My first milestone is having a robotic arm function with a software controller. Each servo motor controls a different part of the arm: the rotation of the arm, the movement of the main axis, the movement of the second axis, and the claw.

The robotic arm functions when any changes are made to the numbers on the controller and the data is sent to the Arduino. The yellow pins of the 3pin servo motors are wired to the Arduino to receive the signals, while the other red and orange pins are wired to a breadboard to receive energy from a 6V battery pack. This battery pack is required for the arm to function because my computer is not enough to power the four servos for function.  

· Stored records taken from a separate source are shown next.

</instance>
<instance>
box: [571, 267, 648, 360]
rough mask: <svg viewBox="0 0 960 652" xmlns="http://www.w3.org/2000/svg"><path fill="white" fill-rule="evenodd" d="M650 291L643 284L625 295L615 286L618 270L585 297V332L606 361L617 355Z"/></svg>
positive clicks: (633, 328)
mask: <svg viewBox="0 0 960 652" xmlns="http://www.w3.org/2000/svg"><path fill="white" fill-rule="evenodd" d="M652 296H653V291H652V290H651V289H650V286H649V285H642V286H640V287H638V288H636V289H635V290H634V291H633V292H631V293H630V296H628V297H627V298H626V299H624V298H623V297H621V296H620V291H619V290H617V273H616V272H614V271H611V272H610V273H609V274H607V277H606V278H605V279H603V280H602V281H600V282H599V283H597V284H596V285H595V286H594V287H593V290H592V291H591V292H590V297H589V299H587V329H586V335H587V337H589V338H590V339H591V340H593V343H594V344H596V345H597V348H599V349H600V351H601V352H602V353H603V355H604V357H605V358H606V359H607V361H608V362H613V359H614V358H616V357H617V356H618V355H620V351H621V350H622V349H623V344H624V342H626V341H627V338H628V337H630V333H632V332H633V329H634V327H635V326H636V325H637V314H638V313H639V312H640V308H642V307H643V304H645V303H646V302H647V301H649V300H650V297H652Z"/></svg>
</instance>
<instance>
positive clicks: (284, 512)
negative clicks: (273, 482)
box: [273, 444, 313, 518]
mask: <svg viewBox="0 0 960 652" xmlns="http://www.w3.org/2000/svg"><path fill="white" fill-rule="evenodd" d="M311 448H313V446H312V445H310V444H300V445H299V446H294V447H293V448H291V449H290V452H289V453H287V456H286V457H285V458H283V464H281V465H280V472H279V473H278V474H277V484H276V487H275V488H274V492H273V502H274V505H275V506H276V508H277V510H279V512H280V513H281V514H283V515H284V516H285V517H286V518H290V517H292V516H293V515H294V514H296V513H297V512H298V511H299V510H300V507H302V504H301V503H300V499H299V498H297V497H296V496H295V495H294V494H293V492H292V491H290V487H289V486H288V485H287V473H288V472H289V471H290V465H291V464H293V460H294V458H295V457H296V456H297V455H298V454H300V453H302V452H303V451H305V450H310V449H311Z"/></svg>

Key components include the servo motor, which is able to rotate a certain amount of degrees because these servos send a Pulse Width Modulation through the control wires, such as the minimum and maximum pulses, allowing the rotor to spin to the desired position. Other components include the breadboard, which sends current from the battery pack to the servos, and the Arduino, which is able to store the code for the software to control the servos. An example of the code is

 

if (Serial.available() ) {
servo1Pos = Serial.parseInt();
servo2Pos = Serial.parseInt();
servo3Pos = Serial.parseInt();
servo4Pos = Serial.parseInt(); 

 

These lines of code allow each servo motor to obtain the servo position values from the serial ports. A major problem I faced while working on this first milestone is that whenever I moved the arm, the arm would start to shake very wildly and would not stop. Through research, I found out that this was caused by a fault in the way the Arduino sends pulses. After trial and error, I was able to greatly reduce the shaking by placing a cable tie around one of the servos.

The Useless Machine

My starter project was the Useless Machine, a contraption that functions when the lever on the top is tilted, causing an acrylic arm to come out of the opening door of the box and returns the lever to its original position, and the arm returns to its initial state.

Some of the key components for the useless machine include the 6-pin lever, the controller of the whole contraption and the flow of energy, the snap switch, which restricts the movement of the arm, the LED, which turns green when the arm comes out and turns red when the arm returns back into the box, and resistors, which restrict the flow of current from the batteries to the LED to prevent the LED from breaking. A major problem I faced while constructing this project was assembling the box itself, for the pillars on the edges did not have threads in the holes, making predrilling a necessity for the assembly. I also had trouble having the arm to function, but I was able to fix this by soldering the wires more for better connections. This was a great project for a start because the process of building the machine is similar to what I will go through for my main project.